Pembakaran diri dipersiapkan secara menyeluruh di bawah pengawasan salah satu pemuka Pemercaya Lama Ortodoks Rusia (mereka tidak memiliki pendeta). Sebelum ritual, ‘rumah pembakaran’—sebuah bangunan kayu besar yang berisi alat bakar diri—dibangun. Misalnya, ‘rumah pembakaran’ yang dibangun di wilayah Arkhangelsk dibangun pada 1685, berisi 230 jenazah. Biasanya rumah itu bukan berupa rumah satu kamar, lebih seperti beberapa kabin kayu yang disatukan dan sering kali memiliki dua lantai atau lebih. 'Rumah pembakaran' biasanya dimaksudkan untuk menampung beberapa lusin orang.
Rumah itu kemudian dipenuhi dengan jerami, deretan lilin, dan bahan-bahan mudah terbakar lainnya, termasuk sering kali satu atau dua barel mesiu. Jendela dan pintu disegel dari luar oleh Pemercaya Lama Ortodoks Rusia lainnya yang akan membantu para pelaku bakar diri. Begitu para mereka mengetahui tentang barisan militer apa pun yang menuju ke arah mereka, mereka mengunci diri di dalam rumah, menunggu kedatangan tentara, dan kemudian membakar diri.
Sebelum membakar diri, mereka dan anak-anak mereka dibaptis lagi secara simbolis, karena mereka akan menghadapi 'pembaptisan dengan api'. Banyak juga dari mereka yang takut akan ritual tersebut akhirnya memutuskan untuk mengambil sumpah biara.
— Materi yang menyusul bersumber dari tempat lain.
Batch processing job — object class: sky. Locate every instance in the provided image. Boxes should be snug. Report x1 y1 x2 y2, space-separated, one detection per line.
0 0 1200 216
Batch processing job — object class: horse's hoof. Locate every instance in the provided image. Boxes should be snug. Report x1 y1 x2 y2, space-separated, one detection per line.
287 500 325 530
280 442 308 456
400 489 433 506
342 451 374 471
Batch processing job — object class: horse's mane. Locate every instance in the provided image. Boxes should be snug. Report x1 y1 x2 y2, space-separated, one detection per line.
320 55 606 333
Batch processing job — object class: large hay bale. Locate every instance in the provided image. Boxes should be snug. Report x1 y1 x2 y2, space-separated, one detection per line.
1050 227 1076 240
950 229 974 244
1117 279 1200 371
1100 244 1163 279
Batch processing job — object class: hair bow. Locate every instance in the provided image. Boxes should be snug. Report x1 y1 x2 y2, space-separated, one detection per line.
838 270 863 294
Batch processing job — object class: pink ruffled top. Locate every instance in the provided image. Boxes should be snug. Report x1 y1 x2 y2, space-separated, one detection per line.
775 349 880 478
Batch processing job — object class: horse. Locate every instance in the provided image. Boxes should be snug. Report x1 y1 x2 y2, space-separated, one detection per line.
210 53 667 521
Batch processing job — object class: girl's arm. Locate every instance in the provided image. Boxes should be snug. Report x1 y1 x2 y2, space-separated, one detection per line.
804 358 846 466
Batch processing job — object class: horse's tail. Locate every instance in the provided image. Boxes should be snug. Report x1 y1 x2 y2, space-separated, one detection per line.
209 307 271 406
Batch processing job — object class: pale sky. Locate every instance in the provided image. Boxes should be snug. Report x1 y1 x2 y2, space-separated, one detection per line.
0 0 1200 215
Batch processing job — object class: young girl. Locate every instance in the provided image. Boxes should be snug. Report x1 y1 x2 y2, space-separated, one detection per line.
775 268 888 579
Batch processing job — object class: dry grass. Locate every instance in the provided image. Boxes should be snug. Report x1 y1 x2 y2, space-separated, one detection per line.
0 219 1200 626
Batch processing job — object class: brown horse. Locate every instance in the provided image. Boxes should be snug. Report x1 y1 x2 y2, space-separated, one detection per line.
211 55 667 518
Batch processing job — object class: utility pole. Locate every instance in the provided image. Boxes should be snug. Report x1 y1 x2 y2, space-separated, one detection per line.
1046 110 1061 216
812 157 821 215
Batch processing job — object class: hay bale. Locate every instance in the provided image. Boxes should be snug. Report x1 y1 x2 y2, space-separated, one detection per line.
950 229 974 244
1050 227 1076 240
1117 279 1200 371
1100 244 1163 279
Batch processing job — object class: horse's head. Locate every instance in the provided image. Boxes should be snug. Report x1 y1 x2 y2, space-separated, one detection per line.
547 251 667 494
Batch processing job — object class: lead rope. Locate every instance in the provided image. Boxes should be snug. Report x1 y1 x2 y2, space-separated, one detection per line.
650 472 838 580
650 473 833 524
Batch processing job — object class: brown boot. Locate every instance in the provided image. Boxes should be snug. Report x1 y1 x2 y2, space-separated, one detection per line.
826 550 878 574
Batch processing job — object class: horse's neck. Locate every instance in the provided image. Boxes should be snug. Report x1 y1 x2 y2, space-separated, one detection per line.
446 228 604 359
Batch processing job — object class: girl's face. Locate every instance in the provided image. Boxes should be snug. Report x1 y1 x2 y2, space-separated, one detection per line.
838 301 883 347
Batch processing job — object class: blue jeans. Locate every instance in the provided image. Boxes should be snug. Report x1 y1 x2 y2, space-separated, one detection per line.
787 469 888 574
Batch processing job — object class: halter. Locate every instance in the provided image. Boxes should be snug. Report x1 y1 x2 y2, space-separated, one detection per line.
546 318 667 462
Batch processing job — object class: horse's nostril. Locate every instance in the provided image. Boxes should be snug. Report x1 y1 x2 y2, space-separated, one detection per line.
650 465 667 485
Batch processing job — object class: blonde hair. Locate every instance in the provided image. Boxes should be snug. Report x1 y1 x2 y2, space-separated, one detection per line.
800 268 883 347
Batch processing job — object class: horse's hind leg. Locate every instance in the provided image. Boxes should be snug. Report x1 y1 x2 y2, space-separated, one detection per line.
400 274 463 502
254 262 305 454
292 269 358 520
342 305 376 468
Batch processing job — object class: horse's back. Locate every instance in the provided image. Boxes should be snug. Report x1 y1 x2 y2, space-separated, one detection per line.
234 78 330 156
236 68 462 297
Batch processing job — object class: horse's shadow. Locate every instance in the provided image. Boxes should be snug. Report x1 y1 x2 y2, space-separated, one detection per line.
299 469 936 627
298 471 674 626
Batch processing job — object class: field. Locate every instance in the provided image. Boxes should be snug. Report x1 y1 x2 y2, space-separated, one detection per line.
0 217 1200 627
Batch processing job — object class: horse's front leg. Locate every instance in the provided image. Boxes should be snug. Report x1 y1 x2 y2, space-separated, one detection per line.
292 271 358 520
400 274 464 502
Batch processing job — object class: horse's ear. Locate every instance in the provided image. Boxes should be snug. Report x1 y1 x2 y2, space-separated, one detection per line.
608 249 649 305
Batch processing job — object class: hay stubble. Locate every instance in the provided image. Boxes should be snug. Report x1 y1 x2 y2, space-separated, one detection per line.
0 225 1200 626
Di dalam 'rumah yang terbakar', orang-orang yang tertentu yang dipercaya (yang juga akan dibakar bersama yang lain) dipersenjatai dengan senapan dan kapak untuk membunuh mereka yang mencoba melarikan diri—seseorang harus menerima 'pembaptisan api' dengan kerendahan hati, karena itu adalah pintu menuju kehidupan kekal di Kerajaan Allah, seperti yang diyakini Pemercaya Lama Ortodoks Rusia. Bagaimanapun, ajal menjemput orang-orang malang itu dengan cepat, bukan karena luka bakar, tetapi keracunan karbon monoksida.
Seringkali, saat bakar diri dimulai, seorang pemuka naik ke atap gubuk dan membaca khotbah sebelum akhirnya atap itu runtuh dijilat api. Khotbah tertulis juga sering dibuang ke dalam rumah yang terbakar. Bagi Pemercaya Lama Ortodoks Rusia, ini adalah satu-satunya cara untuk berkomunikasi dengan pihak berwenang.
Kebanyakan ritual bakar diri tidak bisa dihentikan bahkan oleh tentara. Ritual ini terus berlanjut hingga abad ke-18 dan tidak berhenti bahkan setelah penganiayaan terhadap Pemercaya Lama Ortodoks Rusia telah dilarang oleh Ekaterina yang Agung pada 1762. Pada kurun waktu 1762—1825, ada 23 ritual bakar diri yang terdaftar. Salah satu ritual terakhir terjadi hingga akhir 1941 di wilayah Tuva, tempat Pemercaya Lama Ortodoks Rusia ikut ambil bagian dalam Perang Dunia II, menuju Akhir Dunia yang lain.
Artikel ini ditulis dengan rasa hormat mendalam terhadap kode moral dan sejarah Pemercaya Lama Ortodoks Rusia dan dimaksudkan untuk tujuan informasi saja.